|Sophie on the top with her dear companion, Victor, who died at the old farm|
When we are born, we know we come from a little seed. Spiritually, we all have our own beliefs of where we were as souls [or not] before the seed and egg even came together. It's a mystery. But once human, we come out into the world with others to assist in our beginning journey. A doctor or midwife grasps us as we emerge, our mothers [if we are so blessed] hold us and makes utterances we will learn to follow and respond to. We watch others as role models as we grow and learn, and explore. We might go off on a day trip, or a long trek across the desert alone, but we always come back to share the journey through story. We share our human experiences with other human experienced creatures through all of life.
But with death, we journey alone–at least the first stages after we leave our bodies. Even if you believe that when we die, that's it, you cease to be anything except a carcass, even then you are alone in the instant you cease to be. We can be there for someone or a creature in the throws of death, but we can't accompanying them on the next stages. The great mystery. But I love a mystery, even though sometimes they are a bit scary.

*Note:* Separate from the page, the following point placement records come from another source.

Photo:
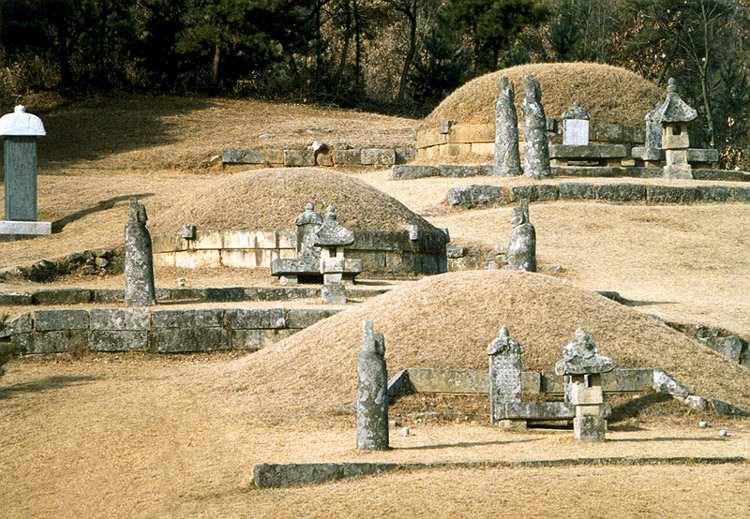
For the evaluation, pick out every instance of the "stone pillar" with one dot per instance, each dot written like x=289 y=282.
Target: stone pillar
x=522 y=248
x=139 y=259
x=372 y=391
x=535 y=144
x=575 y=123
x=582 y=367
x=507 y=160
x=505 y=377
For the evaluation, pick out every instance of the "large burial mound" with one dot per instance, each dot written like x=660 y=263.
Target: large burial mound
x=610 y=94
x=446 y=322
x=270 y=199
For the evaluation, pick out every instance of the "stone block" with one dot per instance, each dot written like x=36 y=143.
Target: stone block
x=457 y=170
x=45 y=320
x=15 y=298
x=62 y=296
x=253 y=340
x=413 y=171
x=59 y=341
x=117 y=340
x=621 y=192
x=378 y=157
x=242 y=156
x=713 y=193
x=197 y=318
x=119 y=319
x=299 y=158
x=186 y=340
x=255 y=318
x=670 y=194
x=576 y=191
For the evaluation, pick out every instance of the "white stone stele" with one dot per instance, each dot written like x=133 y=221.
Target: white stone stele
x=576 y=132
x=25 y=228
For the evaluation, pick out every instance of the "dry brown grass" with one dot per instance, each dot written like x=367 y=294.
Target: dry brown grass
x=270 y=199
x=610 y=94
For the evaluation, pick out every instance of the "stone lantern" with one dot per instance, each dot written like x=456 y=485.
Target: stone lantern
x=673 y=115
x=584 y=366
x=20 y=131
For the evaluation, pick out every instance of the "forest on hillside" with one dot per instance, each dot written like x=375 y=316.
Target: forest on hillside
x=394 y=56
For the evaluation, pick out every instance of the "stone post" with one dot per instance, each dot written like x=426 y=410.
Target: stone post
x=372 y=391
x=535 y=144
x=20 y=131
x=505 y=376
x=139 y=259
x=584 y=366
x=507 y=160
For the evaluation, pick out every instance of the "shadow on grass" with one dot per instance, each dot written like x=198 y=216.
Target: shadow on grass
x=47 y=384
x=103 y=205
x=464 y=444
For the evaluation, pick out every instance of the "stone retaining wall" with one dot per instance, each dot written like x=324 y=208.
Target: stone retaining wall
x=156 y=331
x=382 y=252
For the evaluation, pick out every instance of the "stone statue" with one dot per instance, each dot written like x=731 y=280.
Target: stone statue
x=522 y=248
x=535 y=145
x=139 y=259
x=507 y=161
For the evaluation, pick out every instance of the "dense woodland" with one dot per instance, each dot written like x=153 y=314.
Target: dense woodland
x=397 y=56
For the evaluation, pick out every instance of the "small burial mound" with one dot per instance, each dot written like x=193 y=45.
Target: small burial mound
x=610 y=94
x=446 y=322
x=270 y=199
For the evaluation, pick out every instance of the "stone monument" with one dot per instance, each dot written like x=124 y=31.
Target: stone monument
x=372 y=391
x=20 y=131
x=505 y=375
x=522 y=248
x=535 y=144
x=584 y=366
x=575 y=123
x=507 y=160
x=139 y=259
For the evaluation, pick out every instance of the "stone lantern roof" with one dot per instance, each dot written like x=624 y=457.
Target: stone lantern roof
x=673 y=109
x=20 y=123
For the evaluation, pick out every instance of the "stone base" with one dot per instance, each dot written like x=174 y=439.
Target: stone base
x=11 y=230
x=589 y=428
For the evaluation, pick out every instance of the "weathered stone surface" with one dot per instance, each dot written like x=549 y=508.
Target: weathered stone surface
x=372 y=391
x=188 y=318
x=621 y=192
x=120 y=318
x=299 y=158
x=580 y=357
x=576 y=191
x=378 y=157
x=139 y=261
x=666 y=384
x=535 y=145
x=507 y=159
x=727 y=409
x=475 y=194
x=406 y=172
x=251 y=318
x=62 y=296
x=522 y=247
x=186 y=340
x=117 y=340
x=61 y=320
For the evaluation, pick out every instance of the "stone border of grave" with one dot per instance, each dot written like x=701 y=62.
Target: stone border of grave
x=75 y=296
x=468 y=197
x=320 y=155
x=278 y=475
x=156 y=331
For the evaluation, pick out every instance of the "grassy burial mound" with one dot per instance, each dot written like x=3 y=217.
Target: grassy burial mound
x=610 y=94
x=269 y=199
x=446 y=322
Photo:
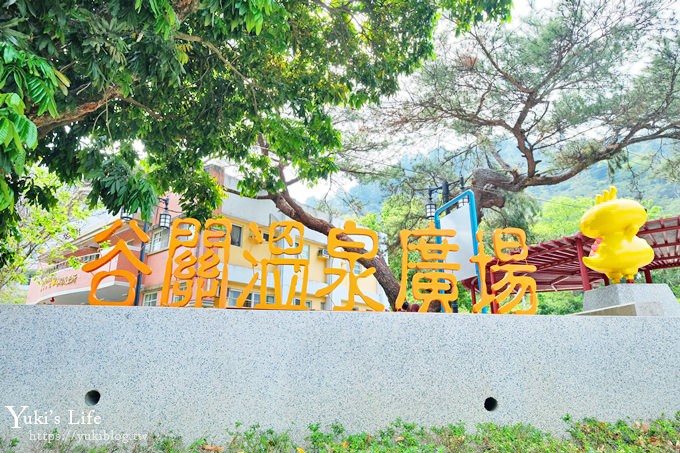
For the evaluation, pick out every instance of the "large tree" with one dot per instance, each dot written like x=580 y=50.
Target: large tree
x=250 y=81
x=537 y=103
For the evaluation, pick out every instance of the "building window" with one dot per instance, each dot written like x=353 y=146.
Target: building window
x=236 y=235
x=150 y=299
x=159 y=240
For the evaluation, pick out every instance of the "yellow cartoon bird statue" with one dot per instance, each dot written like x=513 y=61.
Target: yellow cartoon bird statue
x=614 y=223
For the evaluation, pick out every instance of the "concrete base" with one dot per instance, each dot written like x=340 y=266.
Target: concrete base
x=197 y=372
x=648 y=300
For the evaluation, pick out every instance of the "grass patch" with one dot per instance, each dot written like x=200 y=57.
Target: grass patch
x=587 y=435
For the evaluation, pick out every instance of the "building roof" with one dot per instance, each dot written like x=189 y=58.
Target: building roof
x=557 y=261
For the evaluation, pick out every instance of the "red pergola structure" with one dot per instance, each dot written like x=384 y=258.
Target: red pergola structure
x=559 y=266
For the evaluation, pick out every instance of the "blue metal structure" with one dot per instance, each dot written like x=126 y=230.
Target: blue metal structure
x=470 y=197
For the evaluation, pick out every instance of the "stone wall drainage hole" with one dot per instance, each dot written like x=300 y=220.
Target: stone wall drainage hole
x=490 y=404
x=92 y=398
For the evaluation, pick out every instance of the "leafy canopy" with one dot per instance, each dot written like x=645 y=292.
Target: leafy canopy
x=249 y=81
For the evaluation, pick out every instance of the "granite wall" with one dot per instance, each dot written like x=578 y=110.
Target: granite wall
x=100 y=371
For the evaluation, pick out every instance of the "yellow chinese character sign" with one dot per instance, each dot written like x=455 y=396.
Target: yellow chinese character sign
x=197 y=267
x=120 y=248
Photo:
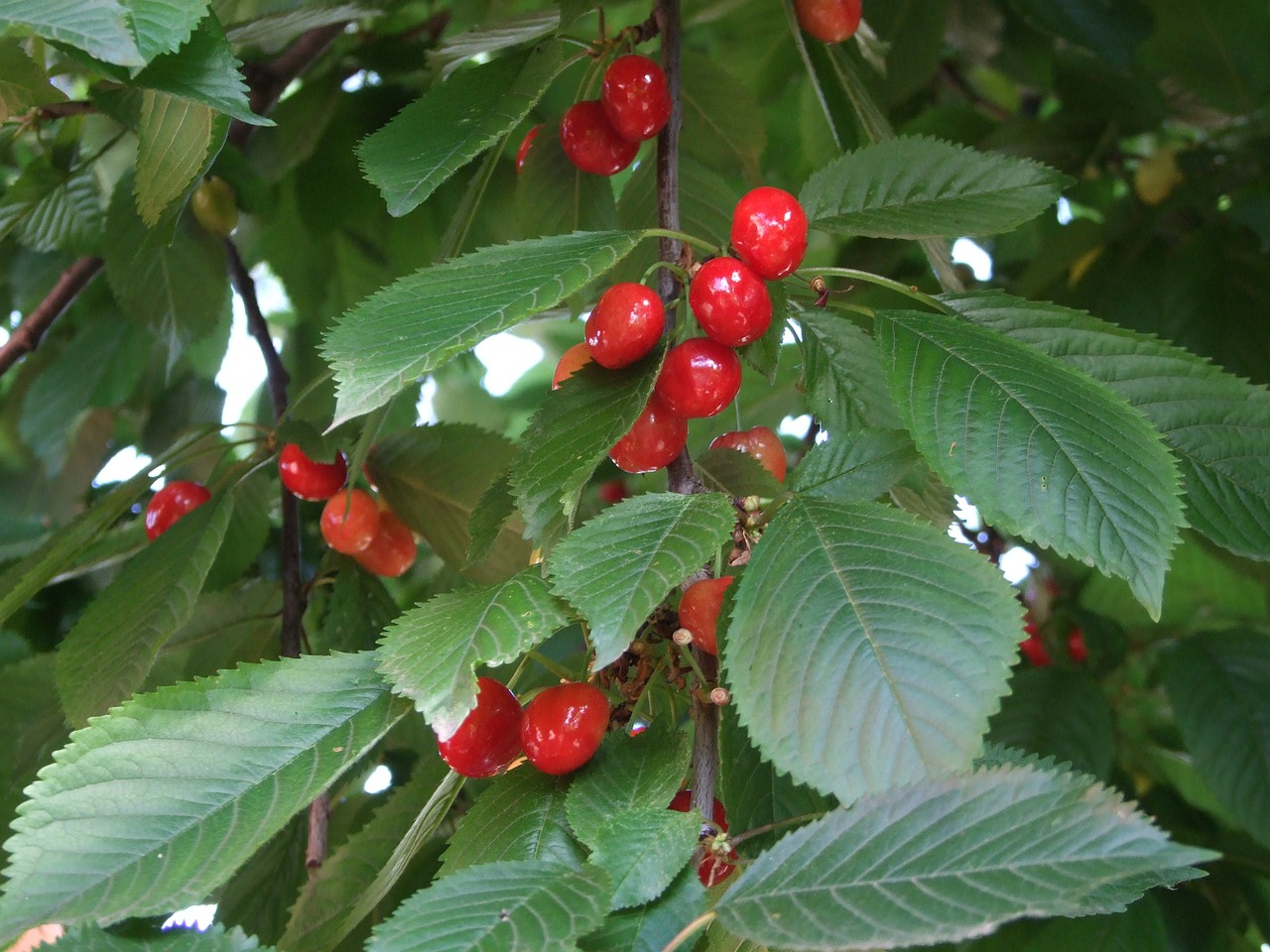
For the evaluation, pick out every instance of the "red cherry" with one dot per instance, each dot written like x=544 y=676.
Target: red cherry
x=828 y=21
x=635 y=96
x=391 y=551
x=698 y=611
x=563 y=726
x=571 y=361
x=171 y=503
x=699 y=377
x=349 y=521
x=590 y=143
x=625 y=324
x=653 y=440
x=730 y=302
x=760 y=442
x=525 y=148
x=769 y=231
x=489 y=738
x=309 y=479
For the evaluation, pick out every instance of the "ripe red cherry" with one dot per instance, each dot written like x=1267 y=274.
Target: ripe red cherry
x=769 y=231
x=590 y=141
x=571 y=361
x=828 y=21
x=525 y=148
x=760 y=442
x=391 y=551
x=349 y=521
x=699 y=377
x=489 y=738
x=625 y=324
x=307 y=477
x=563 y=726
x=698 y=612
x=635 y=96
x=653 y=440
x=730 y=302
x=171 y=503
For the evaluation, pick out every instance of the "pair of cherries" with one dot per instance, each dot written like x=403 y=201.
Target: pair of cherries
x=559 y=730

The morning Sophie was dying, I returned to the house at some point and sat with classical music playing. I closed my eyes and imagined her up in the yonder, rolling about in air like an acrobat without a mat-just floating and rolling, with her sweet smile. I pictured Victor coming to be with her and then I watched them float off.
I opened my eyes and was hopeful that might help her fully release. I had told her the night before that maybe it was time to let go of her body, and to look for Victor as he would help her on the next stage of her journey. I asked her to look for me when my time comes.
As someone who likes to share story through words, art and image, I have thought many times that on the moment I die, I won't be able to share it, it will be only known to me. Maybe that is a good thing. Maybe what I experience will be completely unique to me, and each of you will have completely different after death seconds. Our births aren't the same, after all.
And then again, it dawned on me–the fact I do live my life so much out in the open with story and images, the idea that none of you will be privy to what happens the seconds after I'm dead is really rather...a relief. It will be all mine, those first post death seconds.
I think there are seconds of post death that will pack all sorts of things into them, and then...I'll know which way to turn or go and I will see and feel what I need. I desire to see all the animals I've cared for and my parents. I desire to truly feel what pure soul is.